Asynchronous computation on CPU while training on CUDA?

Hi, I am trying to train a relatively large model on GPU, and do some memory-intensive computation at the end of each epoch which cannot be done on GPU. Currently I am converting model to cpu at the end of each epoch, do the computation and then convert it back to gpu. But it would take relatively long time for the conversion and computation, and there is really no need to wait for the computation to finish before training next epoch. So I am wondering whether it is possible to copy the model to cpu and let it run the computation asynchronously, without interrupting the training on GPU?

Thank you!

If the CPU computation uses the model, you would have to wait for the synchronizing to('cpu') operation since you would have to push the model to the CPU and back to the GPU again.
On the other hand, GPU operations are already executed asynchronously, so in case the CPU operation has no dependency on the model etc. it would already be executed while the model is busy with the training on the GPU.

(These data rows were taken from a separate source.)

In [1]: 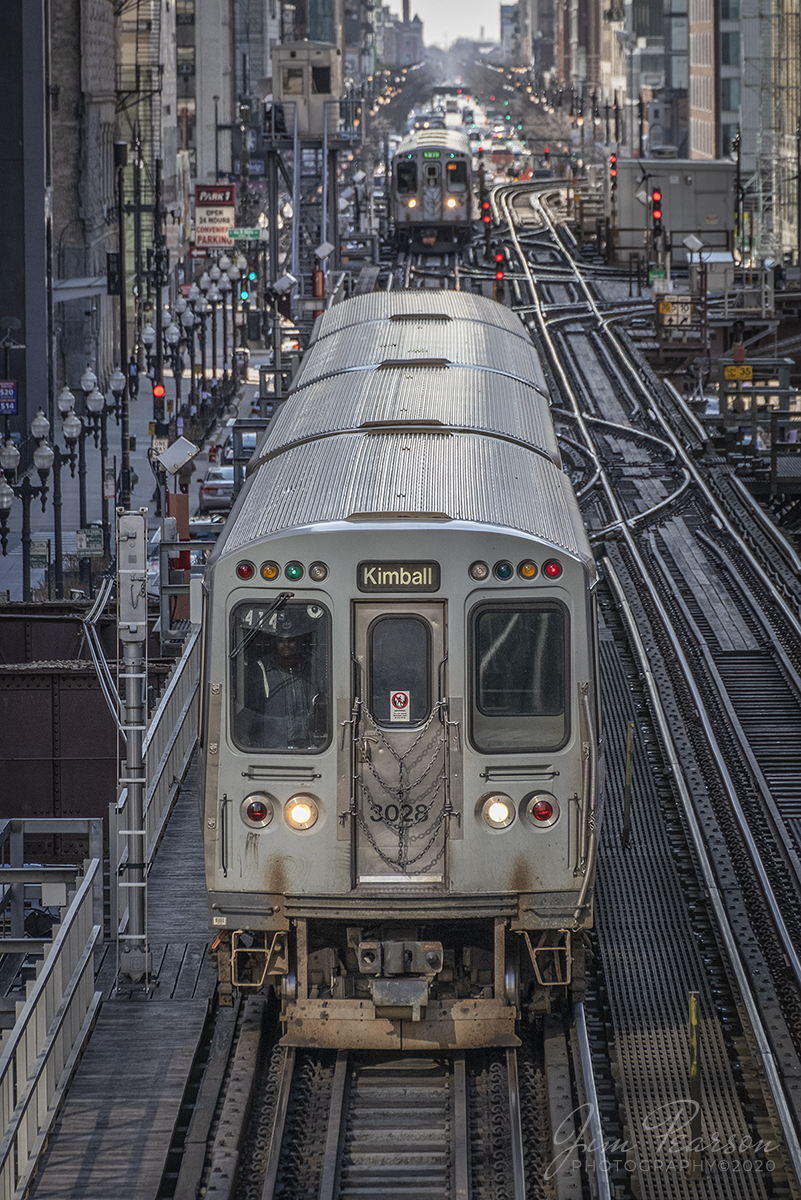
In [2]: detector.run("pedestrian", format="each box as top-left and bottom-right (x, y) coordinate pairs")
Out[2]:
(128, 354), (139, 399)
(178, 458), (196, 494)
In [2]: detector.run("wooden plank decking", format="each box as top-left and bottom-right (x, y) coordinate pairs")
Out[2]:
(27, 757), (217, 1198)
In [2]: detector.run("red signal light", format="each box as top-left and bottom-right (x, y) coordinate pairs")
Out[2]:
(653, 207), (662, 220)
(543, 146), (549, 155)
(152, 383), (166, 399)
(652, 189), (662, 202)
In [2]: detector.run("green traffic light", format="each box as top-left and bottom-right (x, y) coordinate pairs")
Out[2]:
(240, 289), (249, 300)
(248, 270), (257, 281)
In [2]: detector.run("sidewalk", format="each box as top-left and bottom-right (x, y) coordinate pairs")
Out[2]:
(0, 355), (268, 602)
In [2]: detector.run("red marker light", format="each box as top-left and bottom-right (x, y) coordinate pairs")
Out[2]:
(246, 799), (269, 822)
(543, 560), (562, 579)
(531, 799), (554, 821)
(236, 561), (255, 580)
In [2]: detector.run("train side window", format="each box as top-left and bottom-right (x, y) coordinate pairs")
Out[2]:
(230, 601), (331, 753)
(470, 603), (568, 752)
(396, 161), (418, 193)
(311, 66), (331, 94)
(446, 160), (468, 192)
(368, 615), (431, 726)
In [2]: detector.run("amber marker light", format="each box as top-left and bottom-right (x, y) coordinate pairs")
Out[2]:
(260, 562), (280, 581)
(518, 560), (537, 579)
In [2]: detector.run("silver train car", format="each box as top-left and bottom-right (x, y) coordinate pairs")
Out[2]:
(200, 291), (603, 1050)
(390, 128), (475, 248)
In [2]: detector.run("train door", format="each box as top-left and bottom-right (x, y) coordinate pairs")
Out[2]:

But the “main” thread is still busy in this case, i.e. it won’t multiplex CPU & GPU “command streams”. And I don’t think that blocking points for GPU sync. are “cooperative” with CPU ops (that are themselves blocking). So, I believe, additional thread/process is still needed for “off-model” CPU computations.

@ptrblck @googlebot Thank both for your comments! Is it possible to have a deep CPU copy of the model at the end of each epoch, let the original model keeps training on GPU while at the same time this CPU copy does other computation?

I don’t see any obstacles for that, as long as you clone model tensors cleanly. I’d try something like model2.load_state_dict({k:v.detach().cpu().clone() for k,v in model.state_dict().items()}) (clone() may be unwarranted as cpu() already copies)

1 Like

right, the main thread is busy with the CPU computation so GPU work won’t proceed on its own. Do you have idea what might be a good way to start a separate thread for CPU computation (and no need to wait for it while GPU is doing computation)?

At this point it is not related to pytorch, you should just use any convenient mechanism for concurrent execution + have some re-synchronization point in the main thread if necessary. I’d suggest python threading if your jobs take at most a few seconds, for longer jobs (minutes) - it may be worth it to launch a subprocess. If you use jit, you may also check torch.jit.fork.